Shuo Wang: Think about, you know, um, uh, getting that, that, that product market fit. I think all of those traditional sort of software sort of, um, uh, mindset would also apply to, you know, uh, LLM-generated demos and POCs.

Allen Roush: Yeah, and, and I even wanna add that, um, in AI research land, uh, LLM as judge quickly became seen as, uh, something where during peer review they would say, "Okay, that's great, but show me, like, real human evaluations." Mm. Yeah. And, and what, what we've also found, uh, to be really cool for, for, uh, using agents, uh, is controlling, uh, [00:27:00] API access even-- or programmatic access to platforms that can get you, um, uh, manual data labelers.

Allen Roush: And this is something that I, I'm pretty sure to my knowledge, Buzz does not offer manual data labeling service. Um, but it is important for giving true gold standard outputs. And there are many of them, you know, many more beyond, uh, uh, Mechanical Turk, and a lot of people have heard, "Oh, you know, it's just like asking people from the Third World to, you know, answer things for a dollar an answer."

Allen Roush: You-- That's-- I mean, obviously that exists, but there's also people, you know, doing very high-end data labeling for like $200 an hour, where if you really, really need like truly gold standard answers in, in many domains, you can get that. And even a little bit of that kind of data, when used effectively with, uh, reinforcement learning with human feedback, uh, and, and variants of it on top of, uh, good foundation models, can lead to some really cool, uh, outcomes for like [00:28:00] personalized models that can deliver a lot of value cheaply.

Demetrios: Yeah. Have you played around with any of these RL gyms, Alan? Have you seen those?

Allen Roush: Um, do you mean like offerings from any, like, particular services, for example, like Fireworks Together, uh, these kind of things?

Demetrios: Y- I was thinking more about how you can set up RL, RL environments. There's now starting to become-- That's like one of the popular things that helps on specifically what you were saying, like if you have these environments that you set up so you can train the agents properly.

Demetrios: Mm-hmm. It is much more valuable than just telling it like, "Don't say that. Don't, don't do this."

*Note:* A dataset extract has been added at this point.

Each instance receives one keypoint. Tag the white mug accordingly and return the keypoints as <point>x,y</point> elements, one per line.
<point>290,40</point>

Allen Roush: Yeah, yeah, and that gets back to the concept of verifiable rewards as well, and even also gets to the, uh, kind of next frontier of AI right now, which is world models, right? Which is in the co- ca- case of world models or video models, where you simulate a particular [00:29:00] world, like popcorn world or being on the moon, and then you have an agent that can control, like, and move, uh, in, in this video generated world.

Allen Roush: And the idea is that you would synthetically generate 100 million, billion, you know, examples of trying to take a particular action in as a form of robustification. Um, and I, I even, you know, have experience with old school RL gyms. Uh, OpenAI actually created some, uh, simple little games about making like a t- taking a little robot and teaching it how to hop, where I had actually written some code clear back in like 2018 to, to kind of use, uh, um- Uh, some, some, uh, r- old school reinforcement learning techniques to, to get my little robot to hop.

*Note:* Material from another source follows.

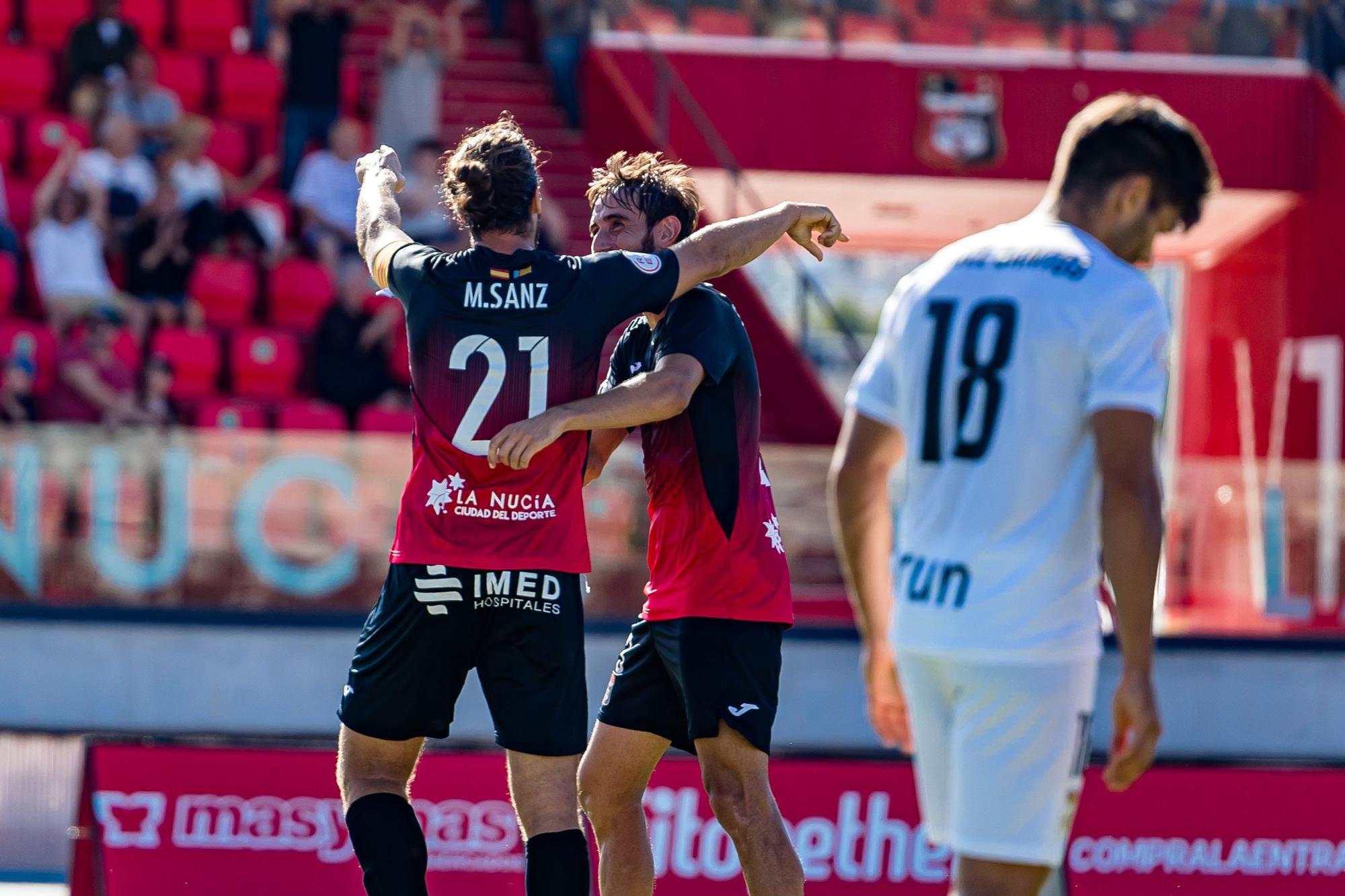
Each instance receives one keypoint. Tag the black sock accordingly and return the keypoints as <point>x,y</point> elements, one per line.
<point>558,864</point>
<point>389,844</point>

Allen Roush: And that was a fun way to kind of learn about neural networks back in that era. Um, I have-- I, I'm lucky that the current AI research I've been doing has not really coincided much with reinforcement learning in the past year, so I have not played with the most recent ones. But I want [00:30:00] to emphasize that anything that has some notion of verifiability, and that, by the way, includes your code editor and code debugger, right?

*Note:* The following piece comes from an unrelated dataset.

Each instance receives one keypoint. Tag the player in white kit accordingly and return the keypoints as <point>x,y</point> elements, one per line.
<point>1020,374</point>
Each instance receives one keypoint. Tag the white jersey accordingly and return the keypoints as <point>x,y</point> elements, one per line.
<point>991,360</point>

Allen Roush: Like, uh, these things, when you hook them into, you know, even an agent loop, I mean, you watch as, uh, it uses effectively what people... I, I don't like the term in-context learning, because there's no learning there. But I would call it many shot prompting. Basically, your model trying to do something, failing, reading the, uh, error message, and doing something differently.

Allen Roush: That's the inference version of your model during that conversation. Learn, I, I, I- Yeah ... use quotes because it's not a weight update, right? But then, uh, the r- the RLHF version of that, where you actually update the weights and do real learning, that's, it's the same thing, right? So, so in this case, uh, it has became a reinforcement learning gym.

Allen Roush: And so any concept of verifiable reward, like if you have, for example, in the math community, they have, uh, proof checking assistants like Lean, and they're finding that when you combine that with an LLM, [00:31:00] it's leading to, like, solving Erdős problems, which are, like, these unsolved math problems that, you know, get a lot of attention when a single one gets solved.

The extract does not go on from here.